Project Overview
The CAMELS Multifield Dataset Analysis project utilizes deep learning techniques to predict fundamental cosmological parameters from simulated astrophysical datasets. Focusing on a subset of the CAMELS dataset, this analysis explores the potential of machine learning in uncovering insights about the universe.
This project is a demonstration of interdisciplinary research at the intersection of software development, data analysis, and computational physics.
Key Objectives:
- Train machine learning models to predict cosmological parameters from individual 2D maps.
- Explore the effectiveness of combining multiple maps for enhanced predictions.
- Experiment with transferring learning across different astrophysical fields.
Dataset Description
The project uses a subset of the IllustrisTNG simulation from the CAMELS dataset, focusing on 2D maps where specific astrophysical parameters are varied. The key predicted cosmological and astrophysical parameters can be seen in the table below as well as the astrophysical fields the model was trained on.
Parameter Descriptions
Variable | Description |
---|---|
Ωm | Matter density in the universe |
σ8 | Smoothness of the matter distribution |
ASN1, ASN2 | Parameters controlling supernova feedback |
AAGN1, AAGN2 | Parameters controlling black-hole feedback |
Astrophysical Fields
Field | Prefix |
---|---|
Gas density | Mgas |
Gas velocity | Vgas |
Gas temperature | T |
Gas metallicity | Z |
Neutral hydrogen density | HI |
Electron number density | ne |
Magnetic fields | B |
Magnesium over Iron | MgFe |
Dark matter density | Mcdm |
Dark matter velocity | Vcdm |
Stellar mass density | Mstar |
Total matter density | Mtot |
Methodology
The project methodology revolves around deep learning model development, leveraging PyTorch for training. The workflow included:
-
Data Preparation:
- Loaded and normalized the dataset using a custom
CAMELS_Dataset
class. - Applied data augmentation techniques but found no significant improvement in accuracy.
- Loaded and normalized the dataset using a custom
-
Model Selection and Training:
- Developed a deep learning model using PyTorch for image-to-value regression.
- Conducted extensive hyperparameter tuning to optimize model performance.
- Evaluated the models based on both validation loss and a custom cost function to balance model size and accuracy.
-
Multi-Map Training:
- Experimented with training models on combinations of multiple maps, finding that including additional maps as channels yielded better results.
Network Architecture and Hyperparameter Tuning Figures:


Results
The analysis revealed the potential of deep learning models in accurately predicting cosmological parameters from astrophysical datasets. Key findings include:
- Effective Multi-Map Training: Adding multiple maps as channels enhances prediction accuracy.

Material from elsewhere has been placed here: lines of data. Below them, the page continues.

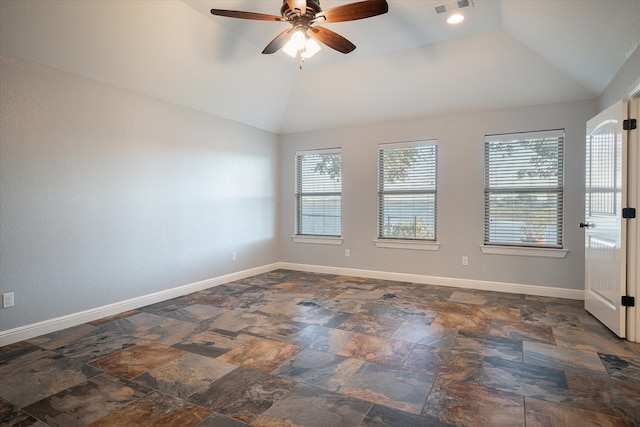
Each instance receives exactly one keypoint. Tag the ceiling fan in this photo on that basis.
(303, 15)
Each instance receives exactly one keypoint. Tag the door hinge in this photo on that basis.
(629, 124)
(628, 301)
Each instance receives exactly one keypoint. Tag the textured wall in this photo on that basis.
(107, 195)
(460, 197)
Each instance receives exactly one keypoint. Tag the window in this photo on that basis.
(407, 190)
(318, 192)
(524, 189)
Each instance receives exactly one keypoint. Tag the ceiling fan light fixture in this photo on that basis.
(300, 43)
(456, 18)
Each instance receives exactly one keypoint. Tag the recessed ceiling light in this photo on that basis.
(456, 18)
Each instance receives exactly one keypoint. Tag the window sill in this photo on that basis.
(523, 251)
(318, 240)
(407, 244)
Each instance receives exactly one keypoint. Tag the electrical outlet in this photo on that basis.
(8, 300)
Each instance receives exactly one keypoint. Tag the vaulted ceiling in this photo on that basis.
(408, 62)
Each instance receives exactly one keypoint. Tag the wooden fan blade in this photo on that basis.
(277, 43)
(246, 15)
(354, 11)
(301, 5)
(331, 39)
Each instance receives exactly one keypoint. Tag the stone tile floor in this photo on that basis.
(288, 348)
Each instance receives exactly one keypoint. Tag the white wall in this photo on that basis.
(460, 197)
(107, 195)
(627, 77)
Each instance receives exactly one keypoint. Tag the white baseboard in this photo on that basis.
(483, 285)
(36, 329)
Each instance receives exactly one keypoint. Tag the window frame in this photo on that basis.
(525, 246)
(299, 194)
(400, 242)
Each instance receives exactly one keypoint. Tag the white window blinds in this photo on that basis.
(524, 189)
(407, 174)
(318, 192)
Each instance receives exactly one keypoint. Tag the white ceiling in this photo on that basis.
(408, 62)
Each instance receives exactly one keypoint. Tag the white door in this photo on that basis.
(605, 230)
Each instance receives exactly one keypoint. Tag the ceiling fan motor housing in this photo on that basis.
(313, 7)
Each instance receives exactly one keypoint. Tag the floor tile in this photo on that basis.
(321, 317)
(467, 297)
(392, 387)
(195, 313)
(61, 338)
(261, 354)
(235, 321)
(87, 402)
(378, 350)
(539, 413)
(318, 368)
(156, 410)
(563, 358)
(219, 420)
(378, 326)
(526, 380)
(99, 322)
(98, 344)
(243, 394)
(212, 344)
(277, 329)
(470, 319)
(445, 363)
(289, 348)
(465, 404)
(487, 345)
(535, 316)
(604, 395)
(382, 416)
(185, 375)
(522, 331)
(622, 368)
(311, 407)
(394, 307)
(426, 335)
(12, 416)
(34, 375)
(12, 348)
(138, 359)
(152, 327)
(322, 338)
(588, 339)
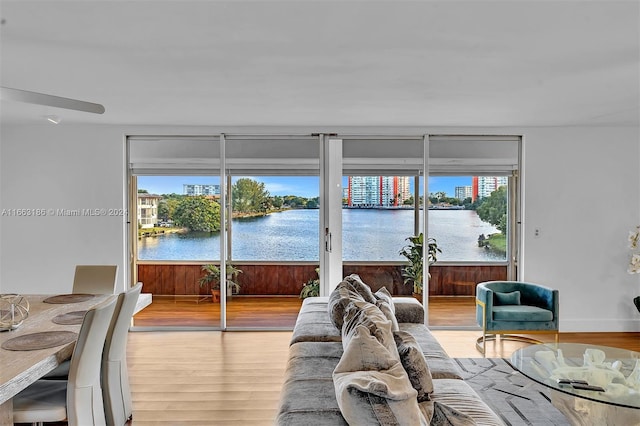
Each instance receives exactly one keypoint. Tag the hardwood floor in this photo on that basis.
(235, 378)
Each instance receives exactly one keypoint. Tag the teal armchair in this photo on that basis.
(507, 307)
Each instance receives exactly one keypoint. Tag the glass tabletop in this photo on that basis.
(598, 373)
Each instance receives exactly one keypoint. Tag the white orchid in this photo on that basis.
(634, 264)
(634, 240)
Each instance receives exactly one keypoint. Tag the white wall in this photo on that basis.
(581, 189)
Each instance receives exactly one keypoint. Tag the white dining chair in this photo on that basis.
(95, 279)
(77, 400)
(115, 377)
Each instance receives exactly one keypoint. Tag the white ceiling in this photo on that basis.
(326, 63)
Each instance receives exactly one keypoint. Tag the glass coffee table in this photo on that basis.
(590, 384)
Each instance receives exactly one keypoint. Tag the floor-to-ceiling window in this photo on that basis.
(274, 189)
(287, 205)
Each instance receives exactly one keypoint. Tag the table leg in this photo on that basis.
(6, 413)
(580, 411)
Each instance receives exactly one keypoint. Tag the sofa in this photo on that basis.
(362, 358)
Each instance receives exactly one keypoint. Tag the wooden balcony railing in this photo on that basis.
(287, 279)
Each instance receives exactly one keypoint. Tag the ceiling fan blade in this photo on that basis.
(49, 100)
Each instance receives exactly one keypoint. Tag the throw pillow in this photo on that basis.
(414, 364)
(360, 287)
(512, 298)
(363, 314)
(388, 313)
(443, 415)
(339, 299)
(371, 386)
(383, 294)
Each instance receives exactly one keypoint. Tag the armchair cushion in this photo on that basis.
(521, 313)
(511, 298)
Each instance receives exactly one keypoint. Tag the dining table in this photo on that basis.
(40, 343)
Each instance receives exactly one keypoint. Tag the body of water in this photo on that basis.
(368, 235)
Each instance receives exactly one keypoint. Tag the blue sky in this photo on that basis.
(303, 186)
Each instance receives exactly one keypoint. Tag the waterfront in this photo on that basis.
(292, 235)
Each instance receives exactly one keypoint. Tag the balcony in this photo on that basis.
(269, 292)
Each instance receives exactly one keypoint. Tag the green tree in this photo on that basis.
(277, 201)
(493, 209)
(163, 209)
(197, 214)
(249, 196)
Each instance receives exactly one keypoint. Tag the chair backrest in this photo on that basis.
(115, 377)
(84, 393)
(95, 279)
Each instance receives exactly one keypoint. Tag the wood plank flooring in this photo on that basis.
(235, 378)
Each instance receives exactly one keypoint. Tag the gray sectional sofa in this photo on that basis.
(323, 387)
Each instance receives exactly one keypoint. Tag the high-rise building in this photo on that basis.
(464, 192)
(483, 186)
(377, 191)
(199, 189)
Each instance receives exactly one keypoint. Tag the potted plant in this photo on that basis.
(413, 252)
(311, 288)
(212, 276)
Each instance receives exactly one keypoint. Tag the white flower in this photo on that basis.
(634, 238)
(634, 264)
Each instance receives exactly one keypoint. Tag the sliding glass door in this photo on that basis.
(267, 214)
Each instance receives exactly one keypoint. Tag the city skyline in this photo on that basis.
(303, 186)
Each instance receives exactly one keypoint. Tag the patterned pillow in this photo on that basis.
(443, 415)
(363, 314)
(360, 287)
(371, 386)
(383, 294)
(415, 364)
(386, 310)
(339, 299)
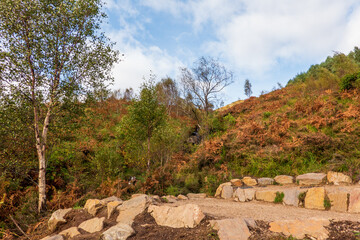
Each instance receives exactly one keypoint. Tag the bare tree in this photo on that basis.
(204, 81)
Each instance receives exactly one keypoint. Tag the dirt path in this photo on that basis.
(221, 208)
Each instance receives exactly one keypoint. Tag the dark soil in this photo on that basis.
(146, 228)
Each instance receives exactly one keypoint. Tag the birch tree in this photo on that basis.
(50, 51)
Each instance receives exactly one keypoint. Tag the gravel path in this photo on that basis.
(221, 208)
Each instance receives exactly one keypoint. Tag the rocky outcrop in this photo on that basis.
(284, 179)
(231, 229)
(311, 179)
(337, 178)
(300, 228)
(120, 231)
(57, 218)
(188, 215)
(93, 225)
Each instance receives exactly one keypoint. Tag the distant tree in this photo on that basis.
(144, 116)
(51, 52)
(247, 88)
(204, 81)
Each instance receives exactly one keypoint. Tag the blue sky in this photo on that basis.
(265, 41)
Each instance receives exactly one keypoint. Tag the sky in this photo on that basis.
(265, 41)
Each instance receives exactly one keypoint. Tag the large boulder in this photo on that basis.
(354, 201)
(188, 216)
(120, 231)
(284, 179)
(70, 232)
(248, 181)
(231, 229)
(93, 225)
(129, 209)
(227, 192)
(93, 206)
(265, 181)
(57, 218)
(338, 198)
(299, 228)
(311, 179)
(220, 188)
(315, 198)
(338, 178)
(265, 195)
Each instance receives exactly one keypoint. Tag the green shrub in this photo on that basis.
(279, 197)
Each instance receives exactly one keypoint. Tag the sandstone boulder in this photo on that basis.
(188, 216)
(196, 195)
(354, 201)
(93, 225)
(236, 182)
(284, 179)
(55, 237)
(311, 178)
(338, 199)
(300, 228)
(265, 195)
(219, 189)
(111, 206)
(248, 181)
(182, 197)
(57, 218)
(315, 198)
(338, 178)
(265, 181)
(231, 229)
(120, 231)
(70, 232)
(227, 192)
(92, 206)
(129, 209)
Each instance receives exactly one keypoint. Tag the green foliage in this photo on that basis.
(350, 81)
(279, 197)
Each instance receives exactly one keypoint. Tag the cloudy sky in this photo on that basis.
(265, 41)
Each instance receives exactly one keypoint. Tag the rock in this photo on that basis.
(120, 231)
(105, 201)
(265, 181)
(265, 195)
(315, 198)
(299, 228)
(249, 194)
(227, 192)
(236, 182)
(239, 194)
(311, 178)
(354, 201)
(291, 196)
(70, 232)
(231, 229)
(131, 208)
(92, 206)
(57, 218)
(250, 222)
(196, 195)
(93, 225)
(182, 197)
(170, 198)
(338, 178)
(284, 179)
(56, 237)
(219, 189)
(188, 216)
(111, 206)
(248, 181)
(338, 199)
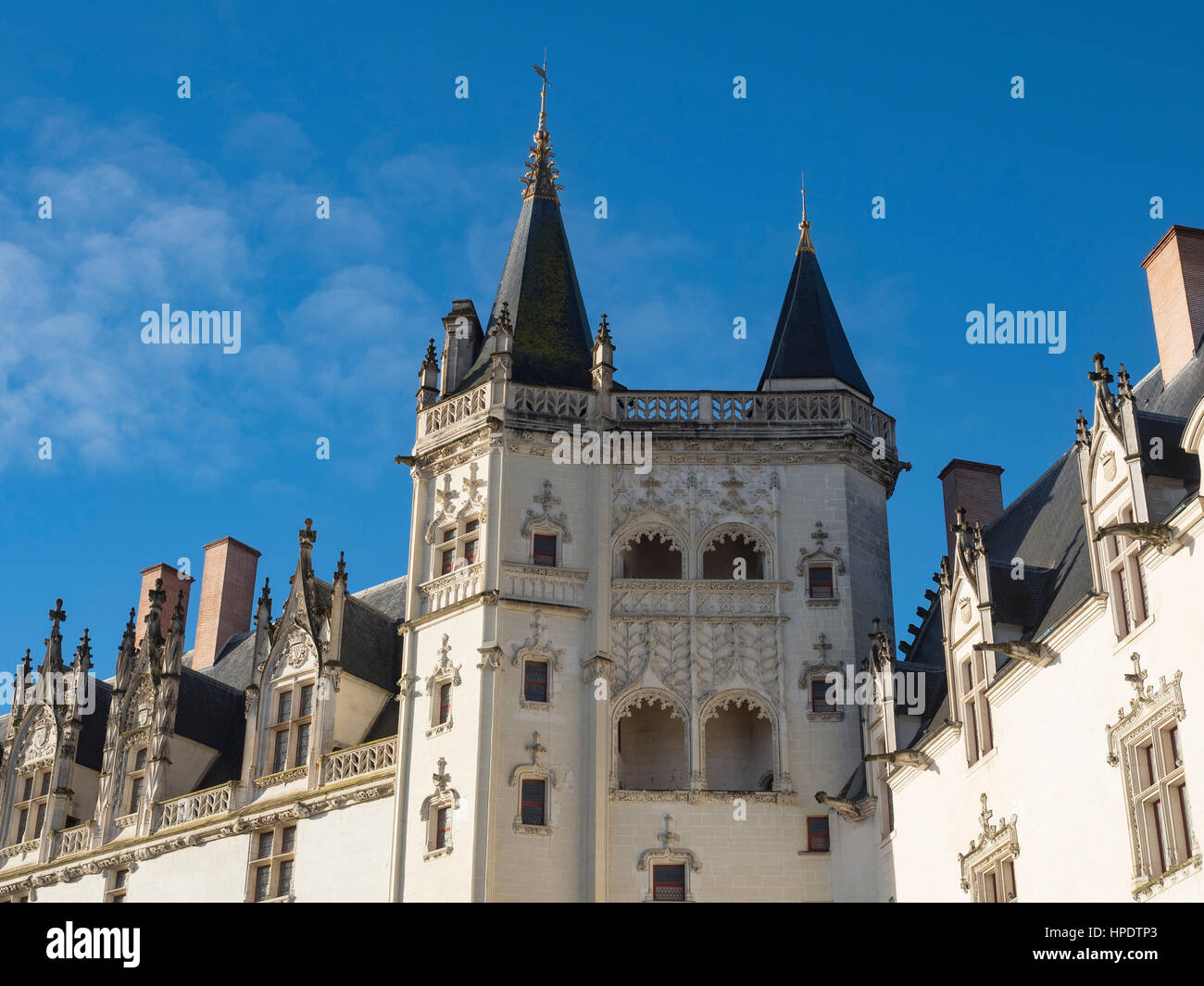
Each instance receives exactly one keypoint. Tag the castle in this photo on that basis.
(612, 680)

- Model Performance: Balanced between validation loss and custom cost functions.
Report Summary
The final report (Download PDF) provides a comprehensive analysis of the project, covering:
- Introduction: Overview of objectives and problem statement.
- Data: Detailed preprocessing steps and dataset exploration.
- Methodology: In-depth discussion of the models and training process.
- Results: Analysis of model performance and key findings.
- Conclusion: Summary and future work recommendations.
Feedback
Feedback on Report:
- Strengths:
- Professionally formatted with clear figures, captions, and tables.
- Justified model choice with a well-described training process.
- Clear presentation of results.
- Areas for Improvement:
- Stronger connection with the underlying physics and parameters could enhance the report.
- Inclusion of visualizations of the input data maps is recommended.
Feedback on Code
- Strengths:
- Reasonably well-formatted and easy-to-navigate notebooks.
- Clear code with a good use of machine learning techniques.
- Areas for Improvement:
- More markdown or commenting to clarify the purpose of each code block would be beneficial.
Potential Extensions
Future work could explore:
- Transfer Learning: Evaluating models trained on one field and tested on another.
- Generative Modeling: Developing models to predict one field from another.